Dear Paul: If Only You Were Tall

I'll miss you
If Paul Millsap's career with the Utah Jazz is nearing its finish line, as the general feel around town suggests, the memories of number 24 will be mostly good. But there will always be that one nagging what-if, the wondering of where our relationship with Paul could've gone if just one thing about him were different: his height.

The man who was known for never having a nickname (Boozer's Understudy? The Garbage Collector? Cerebral Paulsy?) was instead always known for being too short. This isn't a knock, just a fact. A fact that was drilled into our heads for three seasons in a row when the Los Angeles Laker-Giants dispatched the Jazz from the playoffs in 2008, 2009 and yes, 2010. Pau Gasol was way too big, Andrew Bynum was way too big and even Lamar Odom was too much length for Paul's scientific scrappery.11.  This was the best term I could come up with to define Paul's game. He's a scrapper, but not a wild one like the one's we usually know (see: DeMarre Carrol). Paul always relied on smarts and hustle. And doesn't that last opponent tell you about all you need to know about Millsap's constant size disadvantage? The Lakers, at any time they wanted, could roll out their small forward (Odom) and still outsize the Jazz's power forward.

It's certainly not a popular storyline in the sporting world to bash on someone for not being tall enough. We sportorialists (in my case, sportorialist wannabe) prefer to make statues and heroes out of the small legends who perform at All-Star levels despite their relative tiny-ness. You know the list, guys like Allen Iverson, Emmitt Smith, Spencer Hansen. So when we hear the opposite -- “Ah, he was good, but he was just too short” -- it kind of makes you cringe a little.

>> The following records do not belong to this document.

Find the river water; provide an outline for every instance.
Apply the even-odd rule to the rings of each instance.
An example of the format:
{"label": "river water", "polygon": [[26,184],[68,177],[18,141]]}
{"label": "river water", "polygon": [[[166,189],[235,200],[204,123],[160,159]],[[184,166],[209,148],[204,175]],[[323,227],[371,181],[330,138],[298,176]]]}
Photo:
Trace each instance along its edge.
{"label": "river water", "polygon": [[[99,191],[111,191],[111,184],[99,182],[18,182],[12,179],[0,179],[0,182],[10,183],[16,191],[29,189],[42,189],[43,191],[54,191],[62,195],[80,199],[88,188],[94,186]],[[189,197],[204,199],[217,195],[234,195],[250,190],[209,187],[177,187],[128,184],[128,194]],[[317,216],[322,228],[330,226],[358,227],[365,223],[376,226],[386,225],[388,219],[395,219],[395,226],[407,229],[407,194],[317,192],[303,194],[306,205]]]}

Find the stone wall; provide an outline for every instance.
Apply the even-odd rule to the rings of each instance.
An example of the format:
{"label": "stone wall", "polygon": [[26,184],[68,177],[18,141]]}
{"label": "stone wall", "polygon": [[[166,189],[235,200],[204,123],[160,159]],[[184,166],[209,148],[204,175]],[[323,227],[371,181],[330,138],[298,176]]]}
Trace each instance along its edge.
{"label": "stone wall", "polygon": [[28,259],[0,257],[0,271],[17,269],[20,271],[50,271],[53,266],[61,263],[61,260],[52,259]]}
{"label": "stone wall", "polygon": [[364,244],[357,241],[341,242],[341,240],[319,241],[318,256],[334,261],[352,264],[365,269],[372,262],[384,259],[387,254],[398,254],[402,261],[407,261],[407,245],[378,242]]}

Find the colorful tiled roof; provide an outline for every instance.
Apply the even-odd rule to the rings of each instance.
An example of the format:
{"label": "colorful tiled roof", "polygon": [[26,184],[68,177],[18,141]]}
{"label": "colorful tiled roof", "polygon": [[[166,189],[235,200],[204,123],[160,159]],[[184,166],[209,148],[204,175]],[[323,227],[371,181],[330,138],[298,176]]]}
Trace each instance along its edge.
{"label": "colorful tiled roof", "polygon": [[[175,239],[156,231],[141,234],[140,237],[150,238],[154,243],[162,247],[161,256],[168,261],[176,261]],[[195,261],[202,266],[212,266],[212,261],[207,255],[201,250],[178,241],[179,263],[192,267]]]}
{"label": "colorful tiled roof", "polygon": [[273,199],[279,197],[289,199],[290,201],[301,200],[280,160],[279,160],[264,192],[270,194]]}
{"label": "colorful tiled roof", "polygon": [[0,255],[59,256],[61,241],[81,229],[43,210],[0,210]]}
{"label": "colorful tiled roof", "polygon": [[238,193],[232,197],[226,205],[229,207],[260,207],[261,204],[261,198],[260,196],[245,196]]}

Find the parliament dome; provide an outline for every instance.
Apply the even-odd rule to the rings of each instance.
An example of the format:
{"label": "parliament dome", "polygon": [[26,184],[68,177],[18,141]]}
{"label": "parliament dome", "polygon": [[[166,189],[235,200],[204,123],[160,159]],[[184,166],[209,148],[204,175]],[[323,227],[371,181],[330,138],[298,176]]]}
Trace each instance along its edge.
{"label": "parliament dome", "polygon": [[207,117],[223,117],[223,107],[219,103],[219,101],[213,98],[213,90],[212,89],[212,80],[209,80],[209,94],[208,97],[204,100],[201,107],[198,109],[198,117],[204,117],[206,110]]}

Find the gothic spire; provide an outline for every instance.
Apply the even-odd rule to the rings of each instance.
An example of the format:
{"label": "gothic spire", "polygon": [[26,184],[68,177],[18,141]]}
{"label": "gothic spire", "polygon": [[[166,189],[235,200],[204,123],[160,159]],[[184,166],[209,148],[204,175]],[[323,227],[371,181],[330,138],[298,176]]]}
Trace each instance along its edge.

Height or no height, we’ll always have the Miracle in Miami. Was there anything more surprising than seeing a guy who doesn’t shoot threes rain down with pure accuracy when it mattered most? How many NBA players can list ‘Scored 11 points in 28 seconds’ on their resume?

Give the man a few more inches and who knows how that resume could’ve swelled.

1-inch … division champion?
2-inches … Western Conference Finals?
3-inches … All-NBA?

Then again, if Paul were six-foot ten he would never have made it to the Jazz in the first place. He’d have gone from second-round steal to first-round building-block, and that second-round designation is as much a part of his identity as anything size-related. And so I’m made to remember the old adage: it's better to be small and have lost than to have never played at all.

On second thought … yeah, you’re right. It probably isn’t. Oh well. If it makes anyone feel any better, Boozer was too short too.